Stiedl bleibt DGB-Chef in Bayern – Kritik an Staatsregierung

23. Januar 2026 , 14:56 Uhr

Stiedl geht in seine zweite Amtszeit als DGB-Vorsitzender. Welche Gesetze er in Bayern vermisst und was er der Staatsregierung vorwirft.

Der bayerische DGB-Chef Bernhard Stiedl bleibt für weitere vier Jahre im Amt. Bei der Bezirkskonferenz des DGB Bayern in Ingolstadt wurde der 55-Jährige mit großer Mehrheit ein weiteres Mal zum Vorsitzenden gewählt.
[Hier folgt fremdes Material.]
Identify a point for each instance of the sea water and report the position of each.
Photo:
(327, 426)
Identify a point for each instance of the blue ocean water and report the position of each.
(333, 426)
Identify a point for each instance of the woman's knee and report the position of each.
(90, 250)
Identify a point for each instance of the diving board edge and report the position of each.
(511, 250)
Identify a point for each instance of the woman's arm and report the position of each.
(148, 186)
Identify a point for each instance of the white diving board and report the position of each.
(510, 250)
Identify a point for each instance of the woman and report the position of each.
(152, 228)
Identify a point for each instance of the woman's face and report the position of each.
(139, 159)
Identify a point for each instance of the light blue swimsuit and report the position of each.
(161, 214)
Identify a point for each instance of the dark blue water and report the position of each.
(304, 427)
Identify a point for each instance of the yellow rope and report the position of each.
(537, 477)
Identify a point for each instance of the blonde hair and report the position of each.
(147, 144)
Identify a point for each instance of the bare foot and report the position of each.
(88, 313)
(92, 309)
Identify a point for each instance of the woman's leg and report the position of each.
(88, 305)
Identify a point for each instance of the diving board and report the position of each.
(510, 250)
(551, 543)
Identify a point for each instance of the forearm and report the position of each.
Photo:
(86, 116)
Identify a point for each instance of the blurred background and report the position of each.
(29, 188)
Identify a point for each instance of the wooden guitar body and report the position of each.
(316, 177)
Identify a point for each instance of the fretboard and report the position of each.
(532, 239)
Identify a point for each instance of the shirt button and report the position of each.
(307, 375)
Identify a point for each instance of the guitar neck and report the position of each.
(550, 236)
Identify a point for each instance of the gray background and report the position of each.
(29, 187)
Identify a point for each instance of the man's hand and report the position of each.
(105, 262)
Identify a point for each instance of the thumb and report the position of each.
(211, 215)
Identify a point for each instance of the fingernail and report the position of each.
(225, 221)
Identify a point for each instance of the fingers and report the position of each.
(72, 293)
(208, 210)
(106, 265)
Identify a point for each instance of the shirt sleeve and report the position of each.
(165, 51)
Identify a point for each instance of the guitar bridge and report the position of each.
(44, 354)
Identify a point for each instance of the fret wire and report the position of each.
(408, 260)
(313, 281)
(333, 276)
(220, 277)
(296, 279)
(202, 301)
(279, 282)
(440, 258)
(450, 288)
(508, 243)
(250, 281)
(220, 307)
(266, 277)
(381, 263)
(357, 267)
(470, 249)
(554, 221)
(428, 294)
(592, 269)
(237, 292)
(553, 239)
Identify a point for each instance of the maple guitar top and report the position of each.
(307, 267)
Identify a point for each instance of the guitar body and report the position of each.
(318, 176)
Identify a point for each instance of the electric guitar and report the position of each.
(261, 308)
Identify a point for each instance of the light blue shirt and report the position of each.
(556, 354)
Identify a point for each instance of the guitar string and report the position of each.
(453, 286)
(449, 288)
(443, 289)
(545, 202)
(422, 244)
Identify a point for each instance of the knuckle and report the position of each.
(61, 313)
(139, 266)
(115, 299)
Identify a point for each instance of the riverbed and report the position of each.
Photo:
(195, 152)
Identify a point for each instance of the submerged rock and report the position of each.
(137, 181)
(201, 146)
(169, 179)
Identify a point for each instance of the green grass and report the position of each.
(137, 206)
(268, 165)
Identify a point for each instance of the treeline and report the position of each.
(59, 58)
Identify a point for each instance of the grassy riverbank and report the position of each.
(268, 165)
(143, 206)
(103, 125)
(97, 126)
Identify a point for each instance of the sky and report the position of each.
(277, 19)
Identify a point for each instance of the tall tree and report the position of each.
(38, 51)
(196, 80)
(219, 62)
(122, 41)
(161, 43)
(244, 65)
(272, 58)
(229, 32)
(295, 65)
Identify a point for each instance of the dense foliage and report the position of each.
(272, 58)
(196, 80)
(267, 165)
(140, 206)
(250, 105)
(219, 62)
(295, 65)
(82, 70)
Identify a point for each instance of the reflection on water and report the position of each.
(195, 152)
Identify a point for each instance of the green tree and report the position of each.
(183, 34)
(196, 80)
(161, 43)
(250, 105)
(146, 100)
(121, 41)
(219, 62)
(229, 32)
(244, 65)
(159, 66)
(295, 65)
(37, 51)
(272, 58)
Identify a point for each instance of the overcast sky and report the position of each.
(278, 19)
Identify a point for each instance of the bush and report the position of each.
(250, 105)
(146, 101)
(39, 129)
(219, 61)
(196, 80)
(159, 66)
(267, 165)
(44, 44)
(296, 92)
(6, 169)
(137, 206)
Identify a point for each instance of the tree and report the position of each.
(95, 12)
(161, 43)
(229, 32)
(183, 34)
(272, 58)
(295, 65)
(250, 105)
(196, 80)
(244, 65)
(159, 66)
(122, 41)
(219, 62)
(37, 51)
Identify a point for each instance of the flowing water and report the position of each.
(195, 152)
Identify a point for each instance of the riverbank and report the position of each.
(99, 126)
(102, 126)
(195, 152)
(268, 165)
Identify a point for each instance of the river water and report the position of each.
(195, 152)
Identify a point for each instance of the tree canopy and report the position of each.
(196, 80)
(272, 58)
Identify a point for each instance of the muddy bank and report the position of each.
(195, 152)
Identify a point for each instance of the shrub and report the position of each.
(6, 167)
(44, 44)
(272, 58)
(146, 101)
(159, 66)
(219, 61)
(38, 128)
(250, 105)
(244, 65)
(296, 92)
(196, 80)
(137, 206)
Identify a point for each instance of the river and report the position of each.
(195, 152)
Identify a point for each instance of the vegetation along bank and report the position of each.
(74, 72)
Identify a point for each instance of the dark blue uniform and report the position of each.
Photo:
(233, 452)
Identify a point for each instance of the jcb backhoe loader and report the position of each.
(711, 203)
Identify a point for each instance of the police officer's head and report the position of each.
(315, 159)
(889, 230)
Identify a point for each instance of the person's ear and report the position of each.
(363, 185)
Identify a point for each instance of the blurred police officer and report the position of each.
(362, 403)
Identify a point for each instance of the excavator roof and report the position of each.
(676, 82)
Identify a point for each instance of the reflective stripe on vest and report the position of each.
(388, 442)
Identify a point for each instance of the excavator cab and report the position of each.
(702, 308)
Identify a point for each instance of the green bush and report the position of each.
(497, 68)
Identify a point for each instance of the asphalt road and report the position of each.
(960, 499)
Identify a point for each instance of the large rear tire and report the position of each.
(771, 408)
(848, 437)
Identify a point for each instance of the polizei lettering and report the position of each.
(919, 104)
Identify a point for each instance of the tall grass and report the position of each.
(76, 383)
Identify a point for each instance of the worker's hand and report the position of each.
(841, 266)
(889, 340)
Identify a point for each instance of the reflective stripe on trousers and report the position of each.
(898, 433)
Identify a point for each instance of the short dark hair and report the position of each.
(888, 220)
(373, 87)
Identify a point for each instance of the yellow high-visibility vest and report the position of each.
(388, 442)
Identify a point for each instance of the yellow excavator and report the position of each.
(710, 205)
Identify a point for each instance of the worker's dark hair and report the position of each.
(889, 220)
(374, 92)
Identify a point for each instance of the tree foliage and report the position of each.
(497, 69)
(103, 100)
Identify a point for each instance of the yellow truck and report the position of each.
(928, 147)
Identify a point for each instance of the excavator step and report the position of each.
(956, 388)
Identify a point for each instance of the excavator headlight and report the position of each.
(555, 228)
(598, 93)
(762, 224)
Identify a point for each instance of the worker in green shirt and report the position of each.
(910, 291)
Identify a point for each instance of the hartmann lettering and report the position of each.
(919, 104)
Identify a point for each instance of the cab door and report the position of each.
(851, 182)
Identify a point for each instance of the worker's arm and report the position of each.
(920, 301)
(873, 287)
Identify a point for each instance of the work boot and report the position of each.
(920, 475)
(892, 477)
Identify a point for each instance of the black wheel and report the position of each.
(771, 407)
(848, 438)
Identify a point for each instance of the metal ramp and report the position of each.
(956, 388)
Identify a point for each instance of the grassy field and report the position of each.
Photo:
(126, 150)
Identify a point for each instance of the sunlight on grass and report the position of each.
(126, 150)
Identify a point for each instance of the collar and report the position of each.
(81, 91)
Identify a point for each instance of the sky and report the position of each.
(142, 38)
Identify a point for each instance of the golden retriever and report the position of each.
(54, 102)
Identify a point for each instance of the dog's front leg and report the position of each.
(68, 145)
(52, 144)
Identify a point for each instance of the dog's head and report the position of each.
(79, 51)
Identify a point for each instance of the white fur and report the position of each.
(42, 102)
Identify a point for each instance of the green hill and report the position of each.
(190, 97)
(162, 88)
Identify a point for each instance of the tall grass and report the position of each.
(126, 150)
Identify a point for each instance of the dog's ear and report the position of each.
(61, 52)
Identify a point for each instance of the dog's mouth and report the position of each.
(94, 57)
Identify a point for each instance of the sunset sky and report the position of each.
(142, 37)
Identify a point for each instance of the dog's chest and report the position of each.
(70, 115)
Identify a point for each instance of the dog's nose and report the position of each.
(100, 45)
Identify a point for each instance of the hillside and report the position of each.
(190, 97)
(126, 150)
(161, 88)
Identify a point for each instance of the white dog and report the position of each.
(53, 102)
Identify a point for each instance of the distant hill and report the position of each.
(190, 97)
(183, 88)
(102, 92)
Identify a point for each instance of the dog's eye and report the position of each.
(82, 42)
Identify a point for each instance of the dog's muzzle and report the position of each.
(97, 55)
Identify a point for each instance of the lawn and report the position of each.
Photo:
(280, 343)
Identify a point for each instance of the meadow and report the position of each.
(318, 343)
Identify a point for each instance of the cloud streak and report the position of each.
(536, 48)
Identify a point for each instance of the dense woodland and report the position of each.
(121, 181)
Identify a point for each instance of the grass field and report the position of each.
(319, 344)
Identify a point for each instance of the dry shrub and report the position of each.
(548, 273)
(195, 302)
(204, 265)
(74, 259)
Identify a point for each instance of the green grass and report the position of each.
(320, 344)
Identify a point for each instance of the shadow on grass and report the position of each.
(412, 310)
Er sei von den Delegierten mit knapp 97 Prozent Zustimmung wiedergewählt worden, teilte ein DGB-Sprecher mit. Stiedl führt den bayerischen Gewerkschaftsbund seit Anfang 2022 und geht nun in seine zweite Amtszeit.

Neue stellvertretende Vorsitzende wurde Marietta Eder. Sie erhielt sogar fast 99 Prozent der gültigen Stimmen. Eder war bislang Verdi-Geschäftsführerin in Schweinfurt und wechselt nun in die DGB-Zentrale nach München. Die bisherige Vize-Chefin des bayerischen DGB, Verena Di Pasquale, hatte nach zwölf Jahren im Amt nicht erneut kandidiert.

DGB-Landeschef sieht gesetzliche Lücken im Freistaat

Vor seiner Wiederwahl kritisierte Stiedl die Sozial- und Wirtschaftspolitik der Staatsregierung. So gebe es in Bayern weder ein Bildungszeitgesetz noch ein Tariftreuegesetz, obwohl diese Instrumente in anderen Bundesländern längst etabliert seien. Mit diesen Gesetzen wird ein Weiterbildungsanspruch und die Einhaltung von tariflichen Standards bei öffentlichen Aufträgen geregelt. 

«In Bayern erleben wir eine Politik, die sich oft mit konservativen Ritualen begnügt», meinte Stiedl. «Soziale Missstände werden verharmlost, Weiterbildung wird ausgesessen, Tarifbindung ist und bleibt für diese Staatsregierung ein Fremdwort.» Obwohl Bayern ein reiches Bundesland sei, müssten viele Arbeitnehmer im Freistaat darum kämpfen, einigermaßen über die Runden zu kommen.